Fresh complete media (pre-warmed at 37°C) was replaced 24 hours post-transfection. The culture medium containing the virus particles was harvested 48 hours post-transfection by centrifugation at 300 x g for 10 minutes at 4°C followed by filtration through 0.45 μM syringe filter.
2.4 Determination of viral titres
The filtered culture medium containing the lentiviral vectors was further concentrated by centrifugation at 3900 x g overnight at 4°C. The pellet (which contains the lentiviral vectors) was re-dissolved in 1mL of serum-free media (X- Vivo 15), and aliquoted in 0.2 mL tubes.

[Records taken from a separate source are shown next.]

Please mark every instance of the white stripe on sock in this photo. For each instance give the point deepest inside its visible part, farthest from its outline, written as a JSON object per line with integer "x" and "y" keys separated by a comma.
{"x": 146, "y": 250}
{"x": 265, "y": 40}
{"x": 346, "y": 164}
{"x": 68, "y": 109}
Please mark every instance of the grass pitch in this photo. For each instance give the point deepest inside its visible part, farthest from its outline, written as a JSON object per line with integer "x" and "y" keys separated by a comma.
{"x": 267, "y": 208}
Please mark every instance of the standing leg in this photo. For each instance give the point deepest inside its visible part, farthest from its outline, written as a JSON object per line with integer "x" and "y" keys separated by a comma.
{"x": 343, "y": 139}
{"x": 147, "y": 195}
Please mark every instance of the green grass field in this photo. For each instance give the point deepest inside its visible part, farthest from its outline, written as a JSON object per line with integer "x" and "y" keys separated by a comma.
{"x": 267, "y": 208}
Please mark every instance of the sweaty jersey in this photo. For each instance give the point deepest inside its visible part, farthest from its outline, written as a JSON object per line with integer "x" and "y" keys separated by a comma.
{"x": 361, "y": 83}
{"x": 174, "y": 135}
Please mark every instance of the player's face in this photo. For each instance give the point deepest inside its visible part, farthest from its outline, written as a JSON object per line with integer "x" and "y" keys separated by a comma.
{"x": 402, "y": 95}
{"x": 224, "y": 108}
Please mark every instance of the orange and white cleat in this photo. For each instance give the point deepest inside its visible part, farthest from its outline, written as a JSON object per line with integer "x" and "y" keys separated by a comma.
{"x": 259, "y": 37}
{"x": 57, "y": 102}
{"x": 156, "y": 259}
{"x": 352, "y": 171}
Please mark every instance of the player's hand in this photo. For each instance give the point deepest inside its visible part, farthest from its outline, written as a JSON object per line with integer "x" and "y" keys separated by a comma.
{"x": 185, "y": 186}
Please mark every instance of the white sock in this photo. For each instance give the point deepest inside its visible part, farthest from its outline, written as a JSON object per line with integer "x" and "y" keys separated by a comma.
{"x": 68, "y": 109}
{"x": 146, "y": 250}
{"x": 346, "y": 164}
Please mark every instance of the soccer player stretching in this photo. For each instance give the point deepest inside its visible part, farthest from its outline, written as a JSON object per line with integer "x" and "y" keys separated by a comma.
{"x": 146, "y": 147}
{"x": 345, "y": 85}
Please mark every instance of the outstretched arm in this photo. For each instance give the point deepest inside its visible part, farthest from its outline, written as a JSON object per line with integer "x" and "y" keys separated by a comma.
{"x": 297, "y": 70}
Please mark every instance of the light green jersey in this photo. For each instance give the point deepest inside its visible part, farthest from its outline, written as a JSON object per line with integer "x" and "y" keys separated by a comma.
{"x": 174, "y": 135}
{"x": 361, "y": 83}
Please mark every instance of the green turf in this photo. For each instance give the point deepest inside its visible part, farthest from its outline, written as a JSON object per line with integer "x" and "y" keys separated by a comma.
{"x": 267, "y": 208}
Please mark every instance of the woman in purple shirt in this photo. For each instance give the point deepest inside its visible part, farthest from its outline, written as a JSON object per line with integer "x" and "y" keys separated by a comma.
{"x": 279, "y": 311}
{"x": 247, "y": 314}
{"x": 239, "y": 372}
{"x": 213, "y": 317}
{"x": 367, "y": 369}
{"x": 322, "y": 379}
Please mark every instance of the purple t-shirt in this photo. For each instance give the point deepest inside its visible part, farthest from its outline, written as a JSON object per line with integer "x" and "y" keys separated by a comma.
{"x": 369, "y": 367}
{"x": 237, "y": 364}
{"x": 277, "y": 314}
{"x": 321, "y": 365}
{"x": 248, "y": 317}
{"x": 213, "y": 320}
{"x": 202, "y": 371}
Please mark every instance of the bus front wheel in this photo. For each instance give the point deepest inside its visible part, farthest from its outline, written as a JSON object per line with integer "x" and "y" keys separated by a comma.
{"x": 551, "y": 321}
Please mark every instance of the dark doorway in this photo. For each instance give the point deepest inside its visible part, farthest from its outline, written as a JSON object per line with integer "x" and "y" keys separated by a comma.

The lentiviral vectors were then kept in -80°C and the titre was determined by qRT-PCR.
The isolation of viral RNA was performed according to manufacturer’s protocols (Macherey-Nagel). The RNA pellet was eluted in RNase-free H2O, whereby the final concentration ranged between 55-90 μg and kept at -80°C.
qRT-PCR was performed according to manufacturer’s protocols (Clontech,US) using Lenti-X™ qRT-PCR Titration Kit. qRT-PCR amplification of lentiviral genomic RNA with SYBR probe was performed in duplicate with 4 different dilutions (1x, 0.1x, 0.01x, and 0.001x) for each vector, including the control template (which served as a standard).
2.5 Evaluation of GFP expressing cells by FACS Analysis
A total of 200,000 U937 cells per mL were infected with different volumes of concentrated virus in 10 μg/mL DAEA- Dextran added prior to infection. The viral titre was determined 3 days post-infection by analysis of cultures with 5-20% GFP expressing cells. This experiment was performed in triplicate for statistical analysis.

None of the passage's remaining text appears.